= George Hunter (Coca-Cola bottler) =

American businessman and philanthropist

George Thomas Hunter (1886-1950) was a businessman and philanthropist in Chattanooga, Tennessee, who inherited and ran the Coca-Cola Bottling Company empire from his uncle Benjamin Thomas. Hunter grew up in Maysville, KY, but moved to Chattanooga in 1904 to live with his aunt and uncle. Hunter's most notable philanthropic efforts is the creation of The Benwood Foundation and The Hunter Museum of American Art. Hunter Hall at UT Chattanooga was posthumously named in his honor.

== Early life ==
George Hunter was born in Maysville, KY, but moved to Chattanooga, TN in 1904 to live with his aunt Anne and uncle Benjamin Thomas, who was a pioneer in the Coca-Cola bottling industry in the United States, so that he could learn the ins and outs of the Coca-Cola Bottling Company. While in Chattanooga, he attended Baylor School, a private school. When his uncle Ben and aunt Anne died, Hunter inherited his aunt Anne and uncle Ben's estate in the Bluff View district, which is now used as the location for The Hunter Museum of American Art. Hunter died in 1950 leaving behind no spouse or children to carry on the Hunter name.

== Career ==
After learning how the company worked from his uncle, George Hunter started working in the Coca-Cola Bottling Company, which started in Birmingham, AL, in 1906 where he served as secretary. When his uncle, Benjamin, died in 1914, Hunter took over the company as president. In 1941, he became chairman of the board and decided to hire DeSales Harrison from the Atlanta company to take over as president. Today, the company is still growing and is one of the third largest bottler in the United States with over 3000 employees.

== Philanthropy ==

In 1944, Hunter created the Benwood Foundation, in honor of his uncle. The foundation focuses on grants for public education, arts and culture, the environment, and neighborhood and community development. The foundation gave a five million dollar grant to the Public Education Foundation to help student achievement. This foundation benefaction set a precedent in Tennessee law when Chancellor Alvin Ziegler ruled that taxes, after one's death, would be borne by the residuary estate.

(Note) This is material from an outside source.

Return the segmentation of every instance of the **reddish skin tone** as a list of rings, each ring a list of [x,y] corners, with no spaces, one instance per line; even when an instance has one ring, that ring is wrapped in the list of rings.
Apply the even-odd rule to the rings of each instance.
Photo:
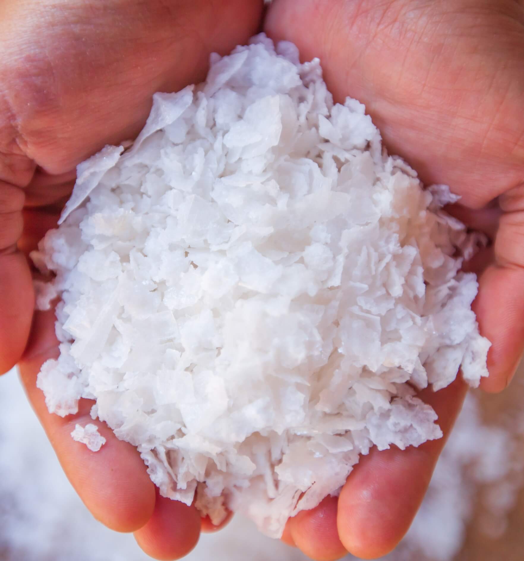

In 1951, a year after Hunter's death, the Chattanooga Art Association contacted the Benwood Foundation and together they created Chattanooga's first art museum, the George Thomas Hunter Gallery of Art, which is now known as the Hunter Museum of American Art, to honor Hunter and his philanthropic work. The museum opened a year later on July 12, 1952, and now focuses on art from the colonial period to modern day art. The museum was also a starting point for the entire Bluff View Art district to flourish and become the popular spot in Chattanooga that it is today. In 1957 Hunter Hall was built at The University of Tennessee. Hunter Hall, the home of the college of education at The University of Tennessee at Chattanooga, is named in George Hunter's honor for all of his philanthropic work for the city of Chattanooga.